Vorsichtig, um sie nicht zu wecken, steckte er eine verirrte Haarsträhne zurück hinter ihr Ohr. Wie silbern ihre Haare im Mondschein doch wirkten. Er erstarrte, als sie sich bewegte, doch ihre Augen blieben geschlossen und nach einer Weile beruhigte sich sein Puls.
Federleicht fuhr er mit seinen Fingern über ihre Wange und ein selbstsüchtiger, kleiner Teil von ihm wünschte sich, sie würde die Augen aufschlagen und ihm all seine Pläne ausreden. Doch sie hatte sicher nichts von den Ereignissen des heutigen Tages mitbekommen. Verzweifelt vergrub er das Gesicht in den Händen, nur um gleich wieder den Blick zu heben und sich für seinen Egoismus zu verfluchen. Je länger er sie ansah, desto mehr fragte er sich, wie lange sie an seiner Seite wirklich überleben konnte.

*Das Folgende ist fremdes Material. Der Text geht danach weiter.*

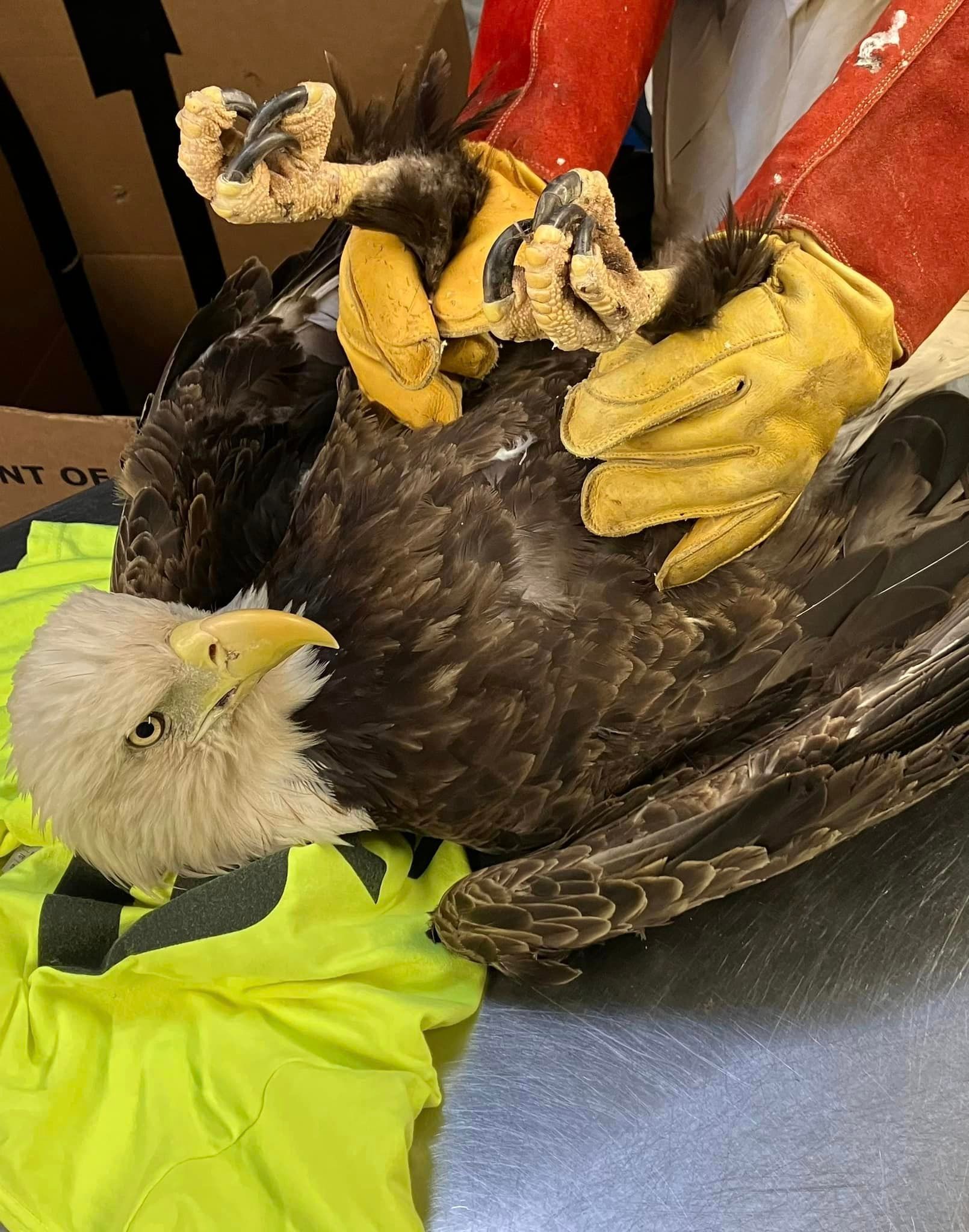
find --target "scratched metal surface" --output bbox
[7,489,969,1232]
[414,789,969,1232]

Nach einer Weile beugte er sich weiter vor, saugte begierig ihren wunderbar berauschenden Duft ein und küsste sanft ihre Stirn. Zärtlich raunte er ihr leise ins Ohr: „Ich habe dir versprochen, dass ich dich vor allen Gefahren beschütze. Jetzt muss ich dich vor mir beschützen"
Schweren Herzens erhob er sich und ging geräuschlos zur Tür.

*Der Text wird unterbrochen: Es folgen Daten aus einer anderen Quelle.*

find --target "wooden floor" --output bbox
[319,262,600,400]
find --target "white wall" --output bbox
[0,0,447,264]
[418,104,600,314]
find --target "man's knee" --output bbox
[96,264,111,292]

„Gaius", murmelte plötzlich ihre Stimme. Ertappt fuhr er herum. Doch ihre Augen waren noch immer geschlossen. Da seufzte sie, flüsterte noch einmal im Schlaf sehnsüchtig seinen Namen und drehte sich auf die andere Seite des Bettes, weg von ihm. Etwas in ihm zerbrach und eine einzelne Träne stibitze sich aus seinem Augenwinkel. Unwirsch wischte er sie fort, die Stimme seiner Großmutter im Ohr: „Ein Mann weint nicht!"
Lautlos glitt er hinaus in die Schatten der Villa, wohlwissend, dass er sein Herz für immer bei ihr in diesem dunklen Zimmer gelassen hatte.